Desperate to suppress her clairvoyance, she tries to create a normal life with Liam and basically cuts off her connection with her family—especially with her mother, who thought Ellen should have stuck it out with Robbie. Ellen finds a friend in an ex-nun named Catherine, but this friendship causes turmoil in her life, too.

Ellen’s visions of death soon mutate to the ability to heal the hurting and sick. She’s not thrilled with this talent, either. But no matter how hard she tries to hide it, word still gets out, and Liam pushes her to use her gift—a gift she wants no part of. All she wants is to raise her children in peace, but people arrive at her doorstep seeking comfort and a cure for whatever ails them. When her mother gets sick, Ellen returns home to face a family secret that has a profound effect on her life.

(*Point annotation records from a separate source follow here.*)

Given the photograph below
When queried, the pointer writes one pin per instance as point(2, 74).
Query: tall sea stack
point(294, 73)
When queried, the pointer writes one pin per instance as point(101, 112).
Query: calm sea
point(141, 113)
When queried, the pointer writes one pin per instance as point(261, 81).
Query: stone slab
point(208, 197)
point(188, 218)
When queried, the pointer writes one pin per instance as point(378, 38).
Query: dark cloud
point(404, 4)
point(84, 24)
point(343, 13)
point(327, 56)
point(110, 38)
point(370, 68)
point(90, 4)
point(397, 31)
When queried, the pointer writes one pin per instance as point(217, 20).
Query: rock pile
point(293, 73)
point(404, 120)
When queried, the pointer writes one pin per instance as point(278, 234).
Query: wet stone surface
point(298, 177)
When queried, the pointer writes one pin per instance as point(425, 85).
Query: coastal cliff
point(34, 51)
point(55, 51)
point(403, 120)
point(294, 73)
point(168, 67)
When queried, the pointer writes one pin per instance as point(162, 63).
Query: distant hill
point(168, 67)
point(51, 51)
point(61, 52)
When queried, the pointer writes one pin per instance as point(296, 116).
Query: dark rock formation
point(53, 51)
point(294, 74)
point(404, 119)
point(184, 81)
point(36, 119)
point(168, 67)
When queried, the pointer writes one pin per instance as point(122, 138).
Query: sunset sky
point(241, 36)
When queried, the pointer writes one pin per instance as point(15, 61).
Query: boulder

Character-driven and haunting, The Bird Woman makes an interesting read—but it wasn’t what I expected. I thought it would be a bit spookier, but it wasn’t that kind of tale. It’s the story of a tortured woman’s journey through clairvoyant experiences that leave her damaged, both mentally and physically. Though I enjoyed this book, I found it easier to read in small doses. I’d read a chapter or two, put it down and pick something else up for a while. But by the end, the story left me with something philosophical to think about, and I always like a novel that leaves me with a new insight into life—so that makes the journey worthwhile.